In recent years, office workers have been utilizing AI and bots to automate processes they previously had to perform manually when interacting with computers. For example, customer service representatives might use a call management application and an issue reporting application, which required them to manually copy data between the two. But thanks to AI and bots, customer calls can now trigger automated processes that pull up all necessary customer information in the relevant applications and automatically enter the data where needed, streamlining the process and saving time.

ROO.AI is now bringing that same advanced technology to the frontline worker in the form of smart digital assistance. Frontline Digital Automation interacts with the worker to guide and assist them through a work process, facilitate the collection of data, and automate steps or data processing wherever possible. Guidance can be personalized based on worker experience, data from equipment or other sources, such as the weather forecast.
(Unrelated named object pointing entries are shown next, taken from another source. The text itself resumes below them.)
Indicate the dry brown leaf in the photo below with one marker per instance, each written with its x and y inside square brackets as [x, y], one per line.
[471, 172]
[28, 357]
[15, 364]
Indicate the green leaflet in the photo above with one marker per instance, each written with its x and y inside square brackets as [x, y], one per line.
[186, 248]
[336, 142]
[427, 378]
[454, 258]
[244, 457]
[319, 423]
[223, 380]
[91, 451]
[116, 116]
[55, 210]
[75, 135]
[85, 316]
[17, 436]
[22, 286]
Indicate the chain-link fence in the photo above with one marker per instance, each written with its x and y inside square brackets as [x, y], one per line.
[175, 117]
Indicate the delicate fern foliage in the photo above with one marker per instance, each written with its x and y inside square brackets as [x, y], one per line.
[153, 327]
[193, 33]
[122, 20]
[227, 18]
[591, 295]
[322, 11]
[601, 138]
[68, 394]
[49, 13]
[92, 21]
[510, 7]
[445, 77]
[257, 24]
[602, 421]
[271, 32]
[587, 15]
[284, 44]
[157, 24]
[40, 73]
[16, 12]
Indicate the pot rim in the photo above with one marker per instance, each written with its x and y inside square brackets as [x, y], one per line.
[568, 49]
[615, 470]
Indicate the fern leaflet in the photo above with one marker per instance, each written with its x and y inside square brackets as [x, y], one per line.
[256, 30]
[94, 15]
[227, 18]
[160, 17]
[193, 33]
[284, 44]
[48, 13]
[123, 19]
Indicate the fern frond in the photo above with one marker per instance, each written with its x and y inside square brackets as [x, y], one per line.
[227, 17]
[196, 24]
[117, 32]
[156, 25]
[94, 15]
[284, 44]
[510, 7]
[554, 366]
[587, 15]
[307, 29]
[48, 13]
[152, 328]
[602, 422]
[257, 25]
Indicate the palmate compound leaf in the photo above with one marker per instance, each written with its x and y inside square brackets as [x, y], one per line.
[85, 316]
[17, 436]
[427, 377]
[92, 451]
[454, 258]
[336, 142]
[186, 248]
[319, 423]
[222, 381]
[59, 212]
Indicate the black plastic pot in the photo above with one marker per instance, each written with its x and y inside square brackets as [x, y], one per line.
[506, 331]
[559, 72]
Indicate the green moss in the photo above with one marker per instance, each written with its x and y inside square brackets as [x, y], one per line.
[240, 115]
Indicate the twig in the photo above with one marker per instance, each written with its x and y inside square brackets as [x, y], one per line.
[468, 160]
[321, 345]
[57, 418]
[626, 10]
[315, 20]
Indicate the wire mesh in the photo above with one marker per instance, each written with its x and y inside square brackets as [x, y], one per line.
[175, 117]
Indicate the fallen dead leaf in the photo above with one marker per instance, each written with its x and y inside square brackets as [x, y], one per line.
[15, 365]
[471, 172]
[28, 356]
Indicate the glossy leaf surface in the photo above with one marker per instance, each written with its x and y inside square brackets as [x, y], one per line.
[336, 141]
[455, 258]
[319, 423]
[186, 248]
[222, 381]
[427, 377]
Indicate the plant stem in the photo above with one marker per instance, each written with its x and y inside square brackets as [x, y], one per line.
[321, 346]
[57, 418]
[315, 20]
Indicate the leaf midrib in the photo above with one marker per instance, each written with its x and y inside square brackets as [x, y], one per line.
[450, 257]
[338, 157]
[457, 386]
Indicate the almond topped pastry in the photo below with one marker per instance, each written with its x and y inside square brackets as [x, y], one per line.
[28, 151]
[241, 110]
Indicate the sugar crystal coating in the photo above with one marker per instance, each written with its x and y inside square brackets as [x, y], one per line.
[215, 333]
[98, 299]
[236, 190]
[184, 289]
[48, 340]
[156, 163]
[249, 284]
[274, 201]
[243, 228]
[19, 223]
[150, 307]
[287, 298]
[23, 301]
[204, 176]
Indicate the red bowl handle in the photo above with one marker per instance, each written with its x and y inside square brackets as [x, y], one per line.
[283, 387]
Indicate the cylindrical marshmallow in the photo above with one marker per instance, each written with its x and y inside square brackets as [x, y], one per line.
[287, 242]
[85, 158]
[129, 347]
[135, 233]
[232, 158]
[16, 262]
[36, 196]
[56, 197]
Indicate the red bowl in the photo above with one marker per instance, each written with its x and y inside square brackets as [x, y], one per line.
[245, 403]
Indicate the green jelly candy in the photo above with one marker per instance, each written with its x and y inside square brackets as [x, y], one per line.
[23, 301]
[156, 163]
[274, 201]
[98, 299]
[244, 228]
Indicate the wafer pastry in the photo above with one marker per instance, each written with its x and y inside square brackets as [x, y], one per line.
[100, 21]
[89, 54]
For example, a field service process could be modified based on the current weather in a specific location.

Then ROO.AI takes the technology a step further. Unlike their colleagues in the office that work with a keyboard all day, frontline workers often find text and form-based interfaces cumbersome and poorly suited to their work processes. ROO.AI’s innovative,  fully visual user interface is as familiar and intuitive as it is flexible and powerful, making it capable of meeting the needs of any manufacturing company. Manufacturers that take advantage of ROO.AI frontline digital automation technology can rapidly achieve the interaction-based workplace connectivity that is so necessary to ease the pressure put on frontline workers by digitalization. 


Thanks to innovative digital technologies, manufacturing companies are becoming more productive and efficient. However, the same technologies are making the role of the frontline worker more challenging. Workplace connectivity can be implemented to empower workers to thrive on the modern shop floor, but only when it effectively supports the nature of the workflows executed by frontline workers by paving the way for frontline digital automation with solutions like ROO.AI.